As time went on there were, of course, moments of discouragement:

It would be better if I succeeded in writing to you only of my gratitude, my joy, and my happiness in having you and in keeping the pressure and the impatience of this long imprisonment out of sight. But that would not be truthful, and it would appear to me as an injustice to you. You must know how I really feel and must not take me for a pillar saint
(S
ä
ulenheiligen)
… I can’t very well imagine that you would want to marry one in the first place – and I would also advise against it from my knowledge of church history (20 August 1943).

Slowly it gets to be a waiting whose outward sense I cannot comprehend; the inward reason must be found daily. Both of us have lost infinitely much during the past months; time today is a costly commodity, for who knows how much more time is given to us? And yet I do not dare to think that it was or is lost time either for each of us individually or for both of us together. We have grown together in a different way than we have thought and wished, but these are unusual times and will remain so a while longer, and everything depends on our being one in the essential things and on our remaining with each other. Your life would have been quite different, easier, clearer, simpler had not our path crossed a year ago. But there are only short moments when this thought bothers me. I believe that not only I, but you too, had arrived at the moment in life when we had to meet, neither of us basically has any desire for an easy life, much as we may enjoy beautiful and happy hours in this life, and much as we may have a great longing for these hours today. I believe that happiness lies for both of us at a different and hidden place which is incomprehensible to many. Actually both of us look for challenges
(Aufgahen),
up to now each for himself, but from now on together. Only in this work will we grow completely together when God gives us the time for it (20 September 1943).

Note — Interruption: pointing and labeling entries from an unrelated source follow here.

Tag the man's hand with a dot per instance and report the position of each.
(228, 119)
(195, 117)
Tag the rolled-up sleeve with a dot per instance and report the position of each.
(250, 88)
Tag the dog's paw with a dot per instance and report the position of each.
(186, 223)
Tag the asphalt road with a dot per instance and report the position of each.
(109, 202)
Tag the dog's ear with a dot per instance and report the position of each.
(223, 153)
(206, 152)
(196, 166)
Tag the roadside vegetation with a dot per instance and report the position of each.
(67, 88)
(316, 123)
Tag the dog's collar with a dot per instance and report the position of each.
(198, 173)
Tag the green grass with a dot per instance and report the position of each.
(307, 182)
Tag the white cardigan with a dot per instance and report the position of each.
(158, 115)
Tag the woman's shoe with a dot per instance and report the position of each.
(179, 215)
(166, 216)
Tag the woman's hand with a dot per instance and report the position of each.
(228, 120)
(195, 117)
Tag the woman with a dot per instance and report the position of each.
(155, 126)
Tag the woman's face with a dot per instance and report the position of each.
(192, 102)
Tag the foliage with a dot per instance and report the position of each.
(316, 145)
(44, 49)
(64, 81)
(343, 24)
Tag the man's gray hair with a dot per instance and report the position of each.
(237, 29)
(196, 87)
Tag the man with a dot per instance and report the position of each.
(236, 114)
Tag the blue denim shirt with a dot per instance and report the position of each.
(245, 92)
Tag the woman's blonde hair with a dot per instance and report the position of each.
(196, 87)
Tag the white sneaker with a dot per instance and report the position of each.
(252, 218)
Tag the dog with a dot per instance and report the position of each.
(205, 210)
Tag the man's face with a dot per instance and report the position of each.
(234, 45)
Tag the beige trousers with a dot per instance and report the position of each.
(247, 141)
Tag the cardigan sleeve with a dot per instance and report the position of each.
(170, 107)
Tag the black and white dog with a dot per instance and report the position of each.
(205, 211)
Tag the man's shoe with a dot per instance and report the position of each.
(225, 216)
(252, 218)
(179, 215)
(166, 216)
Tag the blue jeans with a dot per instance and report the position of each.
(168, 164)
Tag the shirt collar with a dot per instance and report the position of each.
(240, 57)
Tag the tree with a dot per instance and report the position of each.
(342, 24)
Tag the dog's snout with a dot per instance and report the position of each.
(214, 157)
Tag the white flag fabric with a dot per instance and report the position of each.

Stifter once said ‘pain is a holy angel, who shows treasures to men which otherwise remain forever hidden; through him men have become greater than through all joys of the world.’ It must be so and I tell this to myself in my present position over and over again – the pain of longing which often can be felt even physically, must be there, and we shall not and need not talk it away. But it needs to be overcome every time, and thus there is an even holier angel than the one of pain, that is the one of joy in God (21 November 1943).

The last letter

Dietrich was moved to the Gestapo prison in October, 1944. It
was then impossible to obtain visitation permits, and it is improbable that any of my letters reached him there. When the prison was badly damaged during an air raid in February he was moved out of Berlin and my attempts to find him in either Dachau, Buchen-wald, or Flossenbiirg failed. In his last letter to me at Christmas, 1944, he wrote:

These will be quiet days in our homes. But I have had the experience over and over again that the quieter it is around me, the clearer do I feel the connection to you. It is as though in solitude the soul develops senses which we hardly know in everyday life. Therefore I have not felt lonely or abandoned for one moment. You, the parents, all of you, the friends and students of mine at the front, all are constantly present to me. Your prayers and good thoughts, words from the Bible, discussions long past, pieces of music, and books, - [all these] gain life and reality as never before. It is a great invisible sphere in which one lives and in whose reality there is no doubt. If it says in the old children’s song about the angels: ‘Two, to cover me, two, to wake me,’ so is this guardianship
(Bewahrung),
by good invisible powers in the morning and at night, something which grown ups need today no less than children. Therefore you must not think that I am unhappy. What is happiness and un-happiness? It depends so little on the circumstances; it depends really only on that which happens inside a person. I am grateful every day that I have you, and that makes me happy (19 December 1944).